For most politicians, to repeatedly court such scandal would amount to political suicide.
For 59-year-old Braun, it has become the foundation of a political brand.
Today, the fringe framing no longer holds. In last year’s presidential election, Braun finished fourth, picking up more than 1.2 million votes. By no means on the margins, his party, the Confederation of the Polish Crown, is currently polling at nearly eight per cent ahead of the 2027 parliamentary race.
“Braun is the kind of politician who is almost impossible to discredit,” said Dominika Sitnicka, a political journalist at OKO.press. “Every weapon used against him only strengthens him among the people he is trying to reach.”
Braun did not respond to a request for comment for this story.

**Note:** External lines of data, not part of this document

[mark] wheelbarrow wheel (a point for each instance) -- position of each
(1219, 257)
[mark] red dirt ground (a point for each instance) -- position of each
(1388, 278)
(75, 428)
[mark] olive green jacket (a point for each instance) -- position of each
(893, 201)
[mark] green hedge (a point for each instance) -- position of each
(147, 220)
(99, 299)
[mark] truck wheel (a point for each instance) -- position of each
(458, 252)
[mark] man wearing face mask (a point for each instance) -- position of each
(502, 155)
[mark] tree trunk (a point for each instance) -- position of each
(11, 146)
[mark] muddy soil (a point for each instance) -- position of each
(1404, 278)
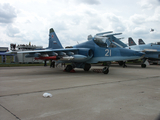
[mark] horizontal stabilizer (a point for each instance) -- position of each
(99, 34)
(111, 34)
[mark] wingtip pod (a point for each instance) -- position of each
(51, 30)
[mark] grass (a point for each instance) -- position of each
(17, 65)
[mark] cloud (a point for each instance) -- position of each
(7, 13)
(116, 23)
(89, 2)
(138, 19)
(12, 31)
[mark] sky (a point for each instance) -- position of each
(24, 21)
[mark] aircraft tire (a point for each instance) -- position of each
(120, 63)
(87, 67)
(69, 68)
(105, 70)
(143, 65)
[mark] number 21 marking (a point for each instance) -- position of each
(108, 52)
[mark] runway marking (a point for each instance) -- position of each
(17, 94)
(10, 112)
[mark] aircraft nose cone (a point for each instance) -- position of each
(137, 53)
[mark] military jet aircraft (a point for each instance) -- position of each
(96, 49)
(141, 42)
(151, 50)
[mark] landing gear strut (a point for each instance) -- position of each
(105, 70)
(143, 65)
(87, 66)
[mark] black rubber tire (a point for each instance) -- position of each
(143, 65)
(87, 67)
(69, 68)
(120, 63)
(105, 70)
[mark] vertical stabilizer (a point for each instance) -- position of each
(54, 42)
(119, 42)
(141, 42)
(131, 41)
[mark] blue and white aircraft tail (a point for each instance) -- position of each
(131, 42)
(54, 42)
(141, 42)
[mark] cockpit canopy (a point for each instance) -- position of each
(157, 43)
(103, 42)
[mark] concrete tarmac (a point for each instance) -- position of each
(131, 93)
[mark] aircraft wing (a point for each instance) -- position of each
(151, 50)
(69, 54)
(49, 50)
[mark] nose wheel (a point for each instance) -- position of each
(68, 68)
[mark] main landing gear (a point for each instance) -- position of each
(121, 63)
(105, 70)
(144, 63)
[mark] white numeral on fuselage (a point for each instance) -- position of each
(108, 52)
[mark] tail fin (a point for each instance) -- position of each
(141, 42)
(131, 41)
(54, 42)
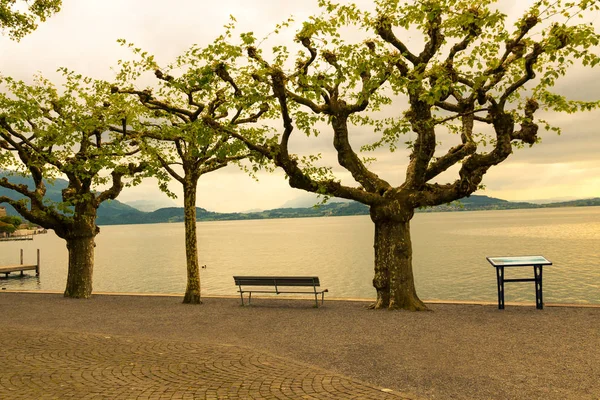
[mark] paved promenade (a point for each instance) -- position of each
(40, 364)
(143, 347)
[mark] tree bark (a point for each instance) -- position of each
(192, 291)
(393, 280)
(81, 266)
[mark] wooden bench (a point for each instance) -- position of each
(7, 269)
(262, 282)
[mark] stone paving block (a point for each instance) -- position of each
(53, 365)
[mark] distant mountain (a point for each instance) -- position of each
(150, 205)
(473, 203)
(115, 213)
(54, 193)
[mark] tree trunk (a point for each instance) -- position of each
(192, 291)
(394, 279)
(81, 266)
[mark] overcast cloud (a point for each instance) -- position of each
(83, 37)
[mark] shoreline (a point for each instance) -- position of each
(459, 351)
(343, 299)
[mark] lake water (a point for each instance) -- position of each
(449, 255)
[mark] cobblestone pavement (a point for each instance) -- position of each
(52, 365)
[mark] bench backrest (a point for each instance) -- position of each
(276, 280)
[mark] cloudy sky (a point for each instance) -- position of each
(83, 37)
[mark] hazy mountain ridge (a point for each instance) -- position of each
(116, 213)
(54, 193)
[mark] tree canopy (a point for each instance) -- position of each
(20, 17)
(71, 131)
(460, 95)
(175, 127)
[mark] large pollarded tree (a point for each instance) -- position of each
(19, 17)
(474, 76)
(174, 126)
(45, 134)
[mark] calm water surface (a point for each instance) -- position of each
(449, 254)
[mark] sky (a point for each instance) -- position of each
(82, 37)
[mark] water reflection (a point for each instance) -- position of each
(449, 254)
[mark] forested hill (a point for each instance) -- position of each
(114, 212)
(54, 193)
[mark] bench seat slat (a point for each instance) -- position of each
(261, 282)
(277, 280)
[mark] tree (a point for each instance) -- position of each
(474, 81)
(9, 224)
(46, 134)
(19, 17)
(176, 134)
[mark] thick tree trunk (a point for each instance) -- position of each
(394, 281)
(192, 291)
(81, 266)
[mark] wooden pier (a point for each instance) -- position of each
(13, 238)
(7, 269)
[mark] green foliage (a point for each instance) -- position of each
(12, 220)
(72, 131)
(186, 117)
(410, 71)
(19, 17)
(6, 227)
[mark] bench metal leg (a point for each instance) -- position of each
(539, 301)
(500, 278)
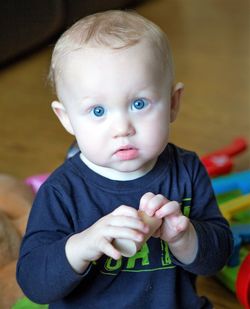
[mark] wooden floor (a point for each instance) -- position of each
(211, 44)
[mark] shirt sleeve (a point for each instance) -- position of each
(43, 271)
(215, 241)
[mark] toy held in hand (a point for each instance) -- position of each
(128, 247)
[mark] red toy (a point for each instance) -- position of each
(220, 162)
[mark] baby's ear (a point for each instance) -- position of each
(176, 100)
(62, 115)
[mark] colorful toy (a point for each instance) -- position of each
(231, 207)
(241, 233)
(220, 162)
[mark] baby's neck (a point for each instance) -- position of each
(117, 175)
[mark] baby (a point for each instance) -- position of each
(114, 79)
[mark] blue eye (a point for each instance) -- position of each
(139, 104)
(98, 111)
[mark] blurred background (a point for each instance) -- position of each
(211, 46)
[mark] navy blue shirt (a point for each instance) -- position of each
(74, 197)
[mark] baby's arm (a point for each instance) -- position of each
(176, 229)
(89, 245)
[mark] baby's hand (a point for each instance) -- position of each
(89, 245)
(176, 229)
(174, 223)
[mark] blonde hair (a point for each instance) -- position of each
(113, 29)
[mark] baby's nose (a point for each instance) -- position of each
(123, 127)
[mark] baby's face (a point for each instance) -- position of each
(117, 105)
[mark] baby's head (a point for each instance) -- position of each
(115, 30)
(113, 75)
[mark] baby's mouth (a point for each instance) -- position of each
(127, 153)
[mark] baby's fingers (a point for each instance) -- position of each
(124, 210)
(150, 203)
(109, 250)
(113, 232)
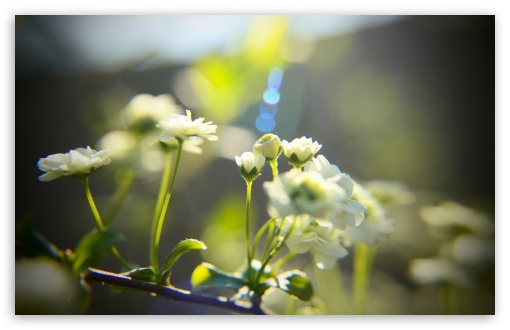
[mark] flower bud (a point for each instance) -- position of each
(268, 146)
(250, 165)
(300, 151)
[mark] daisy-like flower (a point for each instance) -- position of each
(144, 110)
(300, 151)
(296, 192)
(250, 165)
(349, 212)
(323, 242)
(78, 162)
(268, 146)
(375, 224)
(182, 127)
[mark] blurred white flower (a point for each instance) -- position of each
(437, 270)
(300, 151)
(390, 192)
(350, 212)
(250, 165)
(376, 221)
(190, 145)
(78, 162)
(296, 192)
(269, 146)
(144, 110)
(469, 250)
(323, 242)
(183, 127)
(450, 218)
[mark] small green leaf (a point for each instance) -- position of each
(294, 283)
(184, 246)
(30, 243)
(207, 276)
(143, 274)
(93, 247)
(181, 248)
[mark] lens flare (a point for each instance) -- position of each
(265, 123)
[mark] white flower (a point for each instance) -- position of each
(144, 110)
(78, 162)
(269, 146)
(349, 212)
(323, 242)
(190, 145)
(450, 217)
(250, 165)
(390, 192)
(296, 192)
(182, 127)
(300, 151)
(438, 270)
(375, 224)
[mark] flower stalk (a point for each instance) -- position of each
(248, 246)
(364, 255)
(159, 219)
(99, 222)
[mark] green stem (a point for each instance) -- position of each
(127, 177)
(269, 241)
(259, 234)
(448, 299)
(165, 180)
(275, 250)
(331, 290)
(248, 249)
(364, 255)
(99, 222)
(161, 219)
(274, 167)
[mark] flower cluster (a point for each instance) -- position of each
(79, 162)
(313, 202)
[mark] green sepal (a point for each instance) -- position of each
(250, 176)
(93, 247)
(181, 248)
(208, 276)
(292, 282)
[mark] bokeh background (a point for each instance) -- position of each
(402, 98)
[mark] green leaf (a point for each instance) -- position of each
(181, 248)
(294, 283)
(30, 243)
(94, 247)
(208, 276)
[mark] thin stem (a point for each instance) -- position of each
(171, 293)
(331, 290)
(259, 234)
(127, 179)
(363, 260)
(99, 222)
(157, 212)
(269, 240)
(283, 260)
(161, 220)
(248, 249)
(448, 299)
(274, 167)
(274, 250)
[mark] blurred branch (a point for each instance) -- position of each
(171, 293)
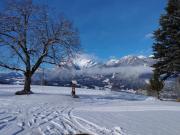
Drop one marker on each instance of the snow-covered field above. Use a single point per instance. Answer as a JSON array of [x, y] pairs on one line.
[[52, 111]]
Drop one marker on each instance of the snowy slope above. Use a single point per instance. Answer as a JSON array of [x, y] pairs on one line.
[[52, 111]]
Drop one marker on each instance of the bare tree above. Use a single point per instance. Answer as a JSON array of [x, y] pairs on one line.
[[30, 37]]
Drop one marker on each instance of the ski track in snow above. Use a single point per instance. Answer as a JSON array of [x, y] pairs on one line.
[[43, 119], [52, 111]]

Born into an intellectual family, Braun entered Polish public life as a filmmaker, clocking up more than 20 feature-length films. When he moved into politics, he spent years on the nationalist margins; a monarchist and critic of democracy, he does not believe in evolution, opposes abortion and IVF, supports the death penalty, and has claimed that a secret Israeli government bunker is being built beneath a water park outside the Polish capital, Warsaw.
Braun’s breakthrough came in 2019, when a collection of small far-right Polish movements united under the banner of the Confederation party, creating a political vehicle capable of carrying previously marginal figures into parliament.
“I don’t think he would have been able to build a movement like this on his own,” Sitnicka told BIRN.
“Back in 2015, most people looked at him as a curiosity. But by 2019 he was in parliament, with a completely different set of opportunities.”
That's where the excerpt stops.